Séparer les organes abdominaux en différents groupes – pleins, creux et vasculaires – permet de comprendre la physiopathologie des traumatismes abdominaux. Lorsqu’ils sont lésés, les organes pleins et les vaisseaux (foie, rate, aorte, veine cave) saignent, alors que les organes creux (intestins, vésicule biliaire, vessie) vident leur contenu dans la cavité péritonéale ou dans l’espace rétropéritonéal. Le saignement dans la cavité péritonéale ou l’espace retropéritonéal peut contribuer, isolément ou en association à d’autres lésions, au développement d’un choc hypovolémique. Par ailleurs, la rupture d’organes creux aboutit à un tableau de péritonite (inflammation du péritoine) ou de sepsis (infection massive) si elle n’est pas rapidement traitée chirurgicalement. Parce que la bile et les urines sont normalement stériles et qu’elles ne contiennent pas d’enzymes digestives, la rupture de la vésicule biliaire ou de la vessie ne provoque pas de péritonite aussi rapidement que la perforation du tube digestif. Le saignement induit par la lésion du tube digestif est généralement faible, sauf si les gros vaisseaux mésentériques sont atteints.


Les blessures de l’abdomen peuvent être causées par des traumatismes fermés et/ou pénétrants. Les traumatismes pénétrants, tels que les blessures par armes à feu ou par armes blanches, sont plus facilement identifiables que les traumatismes fermés. Des lésions multiples des organes peuvent exister en cas de traumatisme pénétrant, bien que cela soit moins commun avec les plaies par armes blanches qu’avec celles par armes à feu. La visualisation mentale de la trajectoire d’une lame ou d’une balle peut permettre d’identifier certaines lésions possibles.

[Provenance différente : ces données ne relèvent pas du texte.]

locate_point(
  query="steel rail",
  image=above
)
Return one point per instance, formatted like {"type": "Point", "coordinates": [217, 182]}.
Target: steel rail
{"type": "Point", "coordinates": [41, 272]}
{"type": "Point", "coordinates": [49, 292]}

Le diaphragme remonte dans sa portion antérieure jusqu’au 4e espace intercostal, latéralement jusqu’au 6e et, postérieurement, jusqu’au 8e espace intercostal en expiration maximale (voir figure 12-3). Les patients présentant des plaies pénétrantes du thorax sous cette ligne peuvent donc présenter des lésions abdominales. Les plaies pénétrantes des flancs ou des fesses peuvent également impliquer des organes intra-abdominaux. Ces lésions pénétrantes peuvent provoquer une hémorragie par atteinte des gros vaisseaux ou d’un organe plein, ou encore perforer un segment des intestins, l’organe le plus fréquemment touché lors de traumatismes pénétrants.


Les traumatismes fermés de l’abdomen constituent une menace vitale plus importante que les traumatismes pénétrants, en raison d’un diagnostic souvent plus difficile. Les traumatismes fermés des organes intra-abdominaux sont généralement secondaires à des mécanismes de compression ou de cisaillement. Lors des phénomènes de compression, les organes de l’abdomen sont écrasés entre des objets solides (par exemple le volant d’une voiture) et la colonne vertébrale. Les forces de cisaillement provoquent des ruptures d’organes pleins ou des ruptures vasculaires lorsque ces forces d’étirement s’exercent sur un pédicule vasculaire ou sur un ligament sustenteur d’organe. Le foie et la rate peuvent se déchirer et saigner facilement, avec pertes de sang importantes. L’augmentation de la pression intra-abdominale produite par une compression, par exemple lorsque le patient percute le volant, peut entraîner une rupture du diaphragme avec ascension des organes abdominaux dans le thorax (voir chapitres 4 et 11). La présence d’organes intra-abdominaux dans le thorax peut induire une détresse ventilatoire et cardiaque du fait notamment de la gêne à l’expansion du poumon et du remplissage du cœur (figure 12-6). Bien que chaque coupole du diaphragme puisse être lésée, la coupole gauche est la plus souvent atteinte.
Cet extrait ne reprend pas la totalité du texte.